Another issue is that plant uptake of these inorganic amendments is limited. So a lot of the added nutrients end up leaching into ground water or running off into water ways where nitrates and phosphates cause hypoxia and algae blooms ultimately leading to dead zones in the ocean like the one in the Gulf of Mexico.

Then too, synthetic nitrogen requires a lot of energy to make, releases a lot of carbon dioxide and methane during production, and then a lot of nitrous oxide after synthetic nitrogen is applied to fields and some of it volatilizes. So it’s a very large source of greenhouse gases.

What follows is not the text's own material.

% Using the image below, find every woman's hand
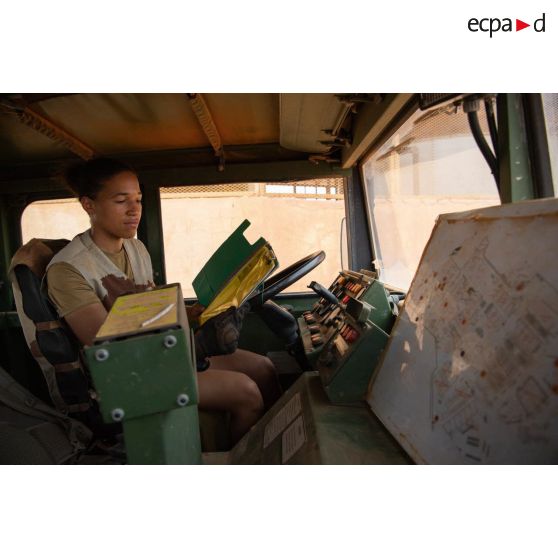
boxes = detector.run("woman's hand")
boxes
[194,302,250,361]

One recent study from Cornell University (Zhou et al 2019) noted than the amount of methane released during production of synthetic nitrogen fertilizer was one hundred times greater than what was self-reported by the industry. The Haber Bosch process requires a lot of energy to split dinitrogen (N2) into nitrogen to bind with the hydrogen derived from methane (CH4) to form ammonia (NH4). A lot of methane escapes during extraction (fracturing) and during the Haber Bosch process along with CO2.

Mined phosphorous and potash have a lot of issues as well. But I digress, the broader adverse environmental impacts of NPK fertilizers are a topic for another blog post. What’s more germane here is that inputs for fertility and pest control along with other conventional AND traditional agricultural practices disrupt the plant/soil nutrient cycle by undermining soil “gut” health. NPK’s, pesticides, monocropping, tillage, seed treatments, and bare fallows all are detrimental to healthy soil guts and especially to arbuscular mycorrhizal networks. When the soil gut is weakened, and AMF associations not formed, plants can no longer get nutrients via the pathways described above and become more reliant upon external inputs in both conventional/industrial systems and traditional/organic ones.

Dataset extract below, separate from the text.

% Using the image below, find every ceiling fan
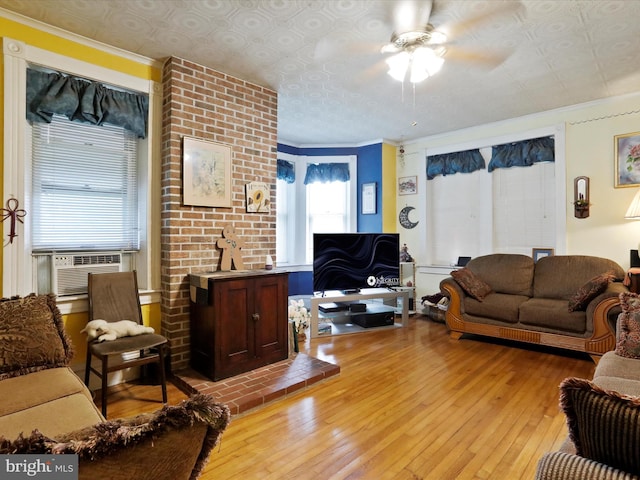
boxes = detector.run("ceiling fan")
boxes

Pesticides (fungicides, insecticides, herbicides, etc) change the composition of the soil gut’s microflora, that is the microbial mix, typically for the worse making the soils more bacterial. Glyphosate, for example, is a herbicide that adversely impacts arbuscular mycorrhizal fungi [AMF] associations (Helander et al 2018). Thus there’s no AMF to mine nutrients from the soil or exchange nutrients between plants, Glyphosate also acts as a chelator (Mertens et al 2018) that binds a number of minerals including manganese. Therefore, the micro nutrients already in the soil are bound in the soil and also can’t be exchanged with the plants via microbes or AMF. More specifically, less manganese means reduced photosynthesis, since as described above manganese is required for hydrolysis. Less photosynthesis, in turn, means less carbon exudates and fewer microbes since the microbes feed off of these exudates. With fewer microbes and no AMF, there’s also less future necromass to become soil organic matter [SOM]. Thus less soil organic carbon [SOC], and less soil organic nitrogen [SON]. But that’s not all. With reduced nutrient uptake, plants are less nutritious. Whatever livestock eats the plants are also less nutritious.

Additionally, as explained above, less mineral uptake also means less production of plant defense compounds including phenolics, cyanogenic glycosides and lignin. This results in weaker plants more prone to infestation, and the need for even more chemicals including insecticides and fungicides to controls pests. So chemical inputs used to solve one problem create other pest problems requiring more chemical inputs as a solution. This is a never ending vicious circle that benefits the corporate profits and business models of agro-chemical companies rather than the bottom lines and bank accounts of farmers.

Organic pesticides also adversely impact the soil microbiome by altering the microbial mix. So it’s not as if organic or traditional practices are beyond reproach when it comes to weakening the soil’s gut, and thus the ability of plants to get nutrition without the need for so many external inputs. David Montgomery in his book, Dirt: The Erosion of Civilizations, details how modern agrochemicals were a replacement for other inputs like bird and bat guano. As noted in my prior blog post Soy !01, soybean meal was another input used for nitrogen fertilizer. Today, especially on large commercial certified organic farms, copious amounts of organic inputs are added to soil for fertility. These inputs include the just mentioned guano, a rich source of nitrogen, transported from places like Peru and the Philippines as well as certified composted manures, bone meal, and chicken feathers often sourced from confined animal operations.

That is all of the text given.